Но указания его насчёт дороги – держать жёлтый пакгауз по правому борту, покуда
не откроется белая церковь по левому борту, а тогда, держа всё время церковь по
левому борту, взять на три румба вправо и после этого спросить первого
встречного, где находится гостиница, – эти его угловатые указания немало
нас озадачили и спутали, в особенности же вначале, когда Квикег стал
утверждать, что жёлтый пакгауз – первый наш ориентир – должен оставаться по
левому борту, мне же помнилось, что Питер Гроб определённо сказал: «по
правому». Как бы то ни было, но порядком поплутав во мраке, стаскивая по
временам с постели кого-нибудь из мирных здешних жителей, чтобы справиться о дороге,
мы наконец без расспросов вдруг поняли, что очутились там, где надо.
У
ветхого крыльца стояла врытая в землю старая стеньга с салингами, на которых,
подвешенные за ушки, болтались два огромных деревянных котла, выкрашенных
чёрной краской. Свободные концы салингов были спилены, так что вся эта верхушка
старой мачты в немалой степени походила на виселицу. Быть может, в то время я
оказался излишне чувствителен к подобным впечатлениям, только я глядел на эту
виселицу со смутным предчувствием беды. У меня даже шею как-то свело, покуда я рассматривал
две перекладины – да-да, именно две: одна для Квикега и одна для меня! Не
дурные ли это все предзнаменования: некто Гроб – мой хозяин в первом же порту,
могильные плиты, глядящие на меня в часовне, а здесь вот – виселица! Да ещё
пара чудовищных чёрных котлов!

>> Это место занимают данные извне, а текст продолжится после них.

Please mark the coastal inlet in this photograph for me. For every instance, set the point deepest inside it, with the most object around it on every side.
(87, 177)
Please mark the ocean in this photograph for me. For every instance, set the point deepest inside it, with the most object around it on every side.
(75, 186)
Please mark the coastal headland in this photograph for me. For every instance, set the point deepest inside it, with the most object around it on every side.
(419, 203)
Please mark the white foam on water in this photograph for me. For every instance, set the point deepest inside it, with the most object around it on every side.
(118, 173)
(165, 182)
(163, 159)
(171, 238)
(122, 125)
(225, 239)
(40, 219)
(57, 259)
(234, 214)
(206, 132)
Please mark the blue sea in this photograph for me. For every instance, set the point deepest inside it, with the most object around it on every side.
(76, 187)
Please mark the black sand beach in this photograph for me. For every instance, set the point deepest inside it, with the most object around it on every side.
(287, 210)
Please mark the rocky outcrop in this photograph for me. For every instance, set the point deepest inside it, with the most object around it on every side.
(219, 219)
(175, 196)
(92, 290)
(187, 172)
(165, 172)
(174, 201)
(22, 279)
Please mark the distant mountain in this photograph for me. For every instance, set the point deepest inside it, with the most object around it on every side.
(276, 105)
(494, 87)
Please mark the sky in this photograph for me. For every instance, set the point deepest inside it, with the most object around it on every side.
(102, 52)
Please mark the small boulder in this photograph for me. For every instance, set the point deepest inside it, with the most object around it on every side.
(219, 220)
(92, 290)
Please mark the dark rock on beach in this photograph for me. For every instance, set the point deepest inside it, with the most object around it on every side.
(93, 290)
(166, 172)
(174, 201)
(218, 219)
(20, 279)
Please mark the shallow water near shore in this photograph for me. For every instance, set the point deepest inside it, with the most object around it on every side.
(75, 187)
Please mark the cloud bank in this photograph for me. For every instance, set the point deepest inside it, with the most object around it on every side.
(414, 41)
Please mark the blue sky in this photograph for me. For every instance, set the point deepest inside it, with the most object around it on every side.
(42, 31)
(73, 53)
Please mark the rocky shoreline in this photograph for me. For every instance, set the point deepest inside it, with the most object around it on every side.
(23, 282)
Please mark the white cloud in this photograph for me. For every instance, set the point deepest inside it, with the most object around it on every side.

Не служат ли эти последние туманным намёком на адское
пекло?
От
подобных размышлений меня отвлекла веснушчатая рыжеволосая женщина в рыжем же
платье, которая остановилась на пороге гостиницы под тускло-красным висячим
фонарём, сильно напоминавшим подбитый глаз, и на все корки честила какого-то
человека в фиолетовой шерстяной фуфайке.
– Чтоб
духу твоего здесь не было, слышишь? – говорила она. – Не то смотри,
задам тебе трёпку!
– Всё
в порядке, Квикег, – сказал я. – Это, конечно, миссис Фурия Хази.
Так оно
и оказалось. Мистер Урия Хази находился в отлучке, предоставив жене в полное
распоряжение все дела. Когда мы уведомили её о своём желании получить ужин и
ночлег, миссис Фурия, отложив на время выволочку, препроводила нас в маленькую
комнатку, усадила за стол, изобилующий следами недавней трапезы, и, обернувшись
к нам, произнесла:
– Разинька[94] или треска?
– Простите,
что такое вы сказали насчёт трески, мадам? – с изысканной вежливостью переспросил
я.
– Разинька
или треска?
– Разинька
на ужин? Холодный моллюск? Неужели именно это хотели вы сказать, миссис
Хази? – говорю я. – Не слишком ли это липкое, холодное и скользкое
угощение для зимнего времени, миссис Фурия, как вы полагаете?
Но она
очень торопилась возобновить перебранку с человеком в фиолетовой фуфайке, который
дожидался в сенях своей порции ругани, и, видимо, ничего не разобрав в моей
тираде, кроме слова «разинька», подбежала к раскрытой двери в кухню, выпалила
туда: «Разинька на двоих!» – и исчезла.
– Квикег, –
говорю я. – Как ты думаешь, хватит нам с тобой на ужин одной разиньки на
двоих?
Однако
из кухни потянул горячий дымный аромат, в значительной мере опровергавший мои
безрадостные опасения. Когда же дымящееся блюдо очутилось перед нами, загадка
разрешилась самым восхитительным образом. О любезные други мои! Послушайте, что
я вам расскажу! Это были маленькие, сочные моллюски, ну не крупнее каштана,
перемешанные с размолотыми морскими сухарями и мелко нарезанной солёной
свининой! Всё это обильно сдобрено маслом и щедро приправлено перцем и солью!
Аппетиты
у нас порядком разыгрались на морозном воздухе после поездки, особенно у Квикега,
неожиданно увидевшего перед собою любимое рыбацкое кушанье; к тому же на вкус
это блюдо оказалось просто превосходным, так что мы расправились с ним с великой
поспешностью, и тогда, на минуту откинувшись назад, я припомнил, как миссис
Фурия провозгласила: «Разинька или треска!», и решил провести небольшой
эксперимент. Я подошёл к двери в кухню и с сильным чувством произнёс только
одно слово: «Треска!» – после чего снова занял место у стола. Через несколько
мгновений вновь потянуло дымным ароматом, только теперь с иным привкусом, а
через положенный промежуток времени перед нами появилась отличная варёная
треска.
Мы снова
принялись за дело, сидим и орудуем ложками, и я вдруг говорю себе: «Интересно,
разве это должно действовать на голову? Кажется, есть какая-то дурацкая шутка
насчёт людей с рыбьими мозгами? Но погляди-ка, Квикег, не живой ли угорь у тебя
в тарелке? Где же твой гарпун?»
Тёмное
это было место «Под котлами», в которых круглые сутки варились немыслимые количества
рыбы. Рыба на завтрак, рыба на обед, рыба на ужин, так что в конце концов
начинаешь оглядываться: не торчат ли рыбьи кости у тебя сквозь одежду?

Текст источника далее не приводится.